15 Dionysiou Areopagitou,
Athens 117 42
Today, the New Acropolis Museum opens in Athens, Greece. It is positioned 300 metres from the Acropolis itself, so that visitors will be able to see it – the source of the objects before them – from the windows of the museum.
On display are seven collections, titled: The Acropolis Slopes (The Settlement; The Sanctuaries); The Acropolis During the Archaic Period (The Hekatompedon; The Ancient Temple; The Votives); The Parthenon (The Monument; The Metopes; The Pediments; The Frieze); Other Monuments of the Classical Acropolis (The Propylaia; The Temple of Athena Nike; The Erechtheion); The Sanctuary of Artemis Brauronia; The Votives of the Classical & Hellenistic Periods; The Votives of the Roman Periods. But there is one more component: metal ramps will take visitors to the ongoing excavation taking place at the museum’s lower levels. The excavation concerns an ancient Athenian neighbourhood, where houses, baths, shops, workshops and roads have been uncovered.
The building is designed by architect Bernard Tschumi of New York and Paris. It is near ten times the size of its 19th century predecessor, with 14,000 square metres of exhibition space.

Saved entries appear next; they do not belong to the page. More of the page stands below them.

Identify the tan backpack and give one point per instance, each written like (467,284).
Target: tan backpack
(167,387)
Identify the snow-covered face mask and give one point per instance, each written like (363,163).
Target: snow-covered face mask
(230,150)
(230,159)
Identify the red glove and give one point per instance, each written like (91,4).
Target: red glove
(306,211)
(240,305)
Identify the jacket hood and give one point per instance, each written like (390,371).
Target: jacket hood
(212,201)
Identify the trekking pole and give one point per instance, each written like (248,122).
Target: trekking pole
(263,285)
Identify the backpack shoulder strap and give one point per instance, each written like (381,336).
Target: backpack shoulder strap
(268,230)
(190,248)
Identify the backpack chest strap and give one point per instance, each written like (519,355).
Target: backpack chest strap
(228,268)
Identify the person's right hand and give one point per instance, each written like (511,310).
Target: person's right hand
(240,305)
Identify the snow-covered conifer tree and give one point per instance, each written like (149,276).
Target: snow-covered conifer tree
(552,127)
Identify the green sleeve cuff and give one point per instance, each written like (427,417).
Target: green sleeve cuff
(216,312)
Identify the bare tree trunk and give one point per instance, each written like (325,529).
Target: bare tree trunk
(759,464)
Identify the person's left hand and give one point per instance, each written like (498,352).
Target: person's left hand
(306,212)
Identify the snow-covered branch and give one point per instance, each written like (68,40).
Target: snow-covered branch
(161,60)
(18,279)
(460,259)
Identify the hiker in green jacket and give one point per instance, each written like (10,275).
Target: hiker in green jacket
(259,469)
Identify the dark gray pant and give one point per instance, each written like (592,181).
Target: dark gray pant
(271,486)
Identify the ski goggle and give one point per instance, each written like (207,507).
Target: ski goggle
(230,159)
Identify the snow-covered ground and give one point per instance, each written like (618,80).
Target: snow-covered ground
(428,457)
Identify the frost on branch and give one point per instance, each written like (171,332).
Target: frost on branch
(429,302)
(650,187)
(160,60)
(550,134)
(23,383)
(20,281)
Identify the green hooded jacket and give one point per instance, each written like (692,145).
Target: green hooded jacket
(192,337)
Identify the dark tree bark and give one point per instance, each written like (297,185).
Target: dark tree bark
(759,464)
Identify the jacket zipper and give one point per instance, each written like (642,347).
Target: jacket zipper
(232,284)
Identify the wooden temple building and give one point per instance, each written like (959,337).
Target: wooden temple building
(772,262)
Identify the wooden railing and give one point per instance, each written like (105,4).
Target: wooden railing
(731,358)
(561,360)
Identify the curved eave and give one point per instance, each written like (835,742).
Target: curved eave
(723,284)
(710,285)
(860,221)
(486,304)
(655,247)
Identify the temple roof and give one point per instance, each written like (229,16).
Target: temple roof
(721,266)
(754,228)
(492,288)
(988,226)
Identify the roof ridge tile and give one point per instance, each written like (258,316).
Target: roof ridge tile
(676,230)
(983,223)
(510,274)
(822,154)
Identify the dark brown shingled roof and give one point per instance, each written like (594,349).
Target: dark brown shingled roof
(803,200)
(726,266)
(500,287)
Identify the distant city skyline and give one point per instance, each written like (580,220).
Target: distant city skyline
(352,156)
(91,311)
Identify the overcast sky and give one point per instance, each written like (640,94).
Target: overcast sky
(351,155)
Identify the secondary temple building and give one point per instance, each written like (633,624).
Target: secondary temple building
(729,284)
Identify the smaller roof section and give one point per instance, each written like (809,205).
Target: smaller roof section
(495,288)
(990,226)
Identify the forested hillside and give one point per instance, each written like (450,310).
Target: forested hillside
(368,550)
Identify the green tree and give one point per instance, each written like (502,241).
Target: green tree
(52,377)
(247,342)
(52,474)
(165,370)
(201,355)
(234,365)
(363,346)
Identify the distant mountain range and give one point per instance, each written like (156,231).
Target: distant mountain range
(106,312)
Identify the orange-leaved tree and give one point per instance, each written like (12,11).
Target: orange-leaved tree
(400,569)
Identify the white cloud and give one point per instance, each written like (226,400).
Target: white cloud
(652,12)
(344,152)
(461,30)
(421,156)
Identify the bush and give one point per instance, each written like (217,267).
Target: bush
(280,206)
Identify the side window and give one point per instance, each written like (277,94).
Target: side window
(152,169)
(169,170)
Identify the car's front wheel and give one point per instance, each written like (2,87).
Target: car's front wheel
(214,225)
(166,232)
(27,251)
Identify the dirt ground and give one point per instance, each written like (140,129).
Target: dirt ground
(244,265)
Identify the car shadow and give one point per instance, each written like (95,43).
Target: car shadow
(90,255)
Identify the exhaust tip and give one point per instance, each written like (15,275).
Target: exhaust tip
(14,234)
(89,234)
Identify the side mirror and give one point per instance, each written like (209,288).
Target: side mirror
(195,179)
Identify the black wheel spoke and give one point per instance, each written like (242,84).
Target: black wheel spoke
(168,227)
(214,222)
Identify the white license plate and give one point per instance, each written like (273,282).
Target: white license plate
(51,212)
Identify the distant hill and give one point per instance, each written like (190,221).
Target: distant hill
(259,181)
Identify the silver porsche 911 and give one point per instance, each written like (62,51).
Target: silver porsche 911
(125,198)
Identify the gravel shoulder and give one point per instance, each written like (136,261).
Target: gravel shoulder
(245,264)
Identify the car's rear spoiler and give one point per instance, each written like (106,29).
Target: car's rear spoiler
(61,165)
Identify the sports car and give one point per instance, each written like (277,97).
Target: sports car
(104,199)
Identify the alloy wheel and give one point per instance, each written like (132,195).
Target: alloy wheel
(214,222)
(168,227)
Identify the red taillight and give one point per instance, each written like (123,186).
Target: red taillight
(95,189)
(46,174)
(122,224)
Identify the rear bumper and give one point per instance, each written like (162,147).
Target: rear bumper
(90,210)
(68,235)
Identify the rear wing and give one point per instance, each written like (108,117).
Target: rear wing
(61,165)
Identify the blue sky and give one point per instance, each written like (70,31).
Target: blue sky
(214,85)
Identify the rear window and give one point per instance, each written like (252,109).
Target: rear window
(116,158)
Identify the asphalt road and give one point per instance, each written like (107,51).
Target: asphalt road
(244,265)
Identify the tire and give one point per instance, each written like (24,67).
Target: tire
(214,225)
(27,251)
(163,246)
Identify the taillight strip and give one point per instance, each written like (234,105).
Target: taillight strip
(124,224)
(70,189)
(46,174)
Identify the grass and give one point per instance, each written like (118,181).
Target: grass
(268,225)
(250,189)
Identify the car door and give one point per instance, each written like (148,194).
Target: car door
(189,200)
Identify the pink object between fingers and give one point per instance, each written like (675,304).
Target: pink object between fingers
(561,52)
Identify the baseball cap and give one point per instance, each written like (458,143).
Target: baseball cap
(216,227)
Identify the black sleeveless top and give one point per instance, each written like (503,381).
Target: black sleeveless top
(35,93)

The building, although very modern, is intent to offer a “simple and precise museum with the mathematical clarity of ancient Greece.” The exhibits will operate largely on “ambient natural light,” which Tschumi says will complement the sculptures best. (The state-of-the-art glass will protect the displays from any ill-effects of heat and sun).
The design of the museum is to “provide visitors with all the key information gleaned from the archaeological finds from the Acropolis.” It is also seen as a nationalistic statement. Antonis C. Samaras, Greek Minister of Culture, says the New Acropolas Musuem is “a whole nation’s duty to its cultural heritage” and a “part of our soul, of who we are…”
And this is where that old debate comes in: should the Elgin Marbles be repatriated or should they stay at the British Museum? The Frieze room at the New Acropolis Museum displays the marbles reproduced alongside those blocks still owned by the Greeks (which total 50 of the original 160 metres – the British Museum has 80). White-washed and indented against the wall, the reproductions are an aggressive demand to the British Museum to give the marbles back to Greece. Samaras also writes of his “anticipation that eventually – better sooner than later – they will be re-united in their birth place and in the integral form they were meant to be.”
This piece does not mean to express any opinions on the subject. For the debate, I suggest reading Huntley Dent’s “Reflections on the Elgin Marbles” (which argues for the repatriation of the Marbles) and Michael Miller’s” The Elgin Marbles: Another View” (which expresses the benefits of having them at the British Museum).
Elgin Marbles or no Elgin Marbles, the New Acropolis Museum offers an exciting new space for the visitor to observe, appreciate and learn from a wealth of exquisite objects, and do so in the vicinity of the geographical context that produced them.
From 21 June to 31 December 2009, tickets are €1.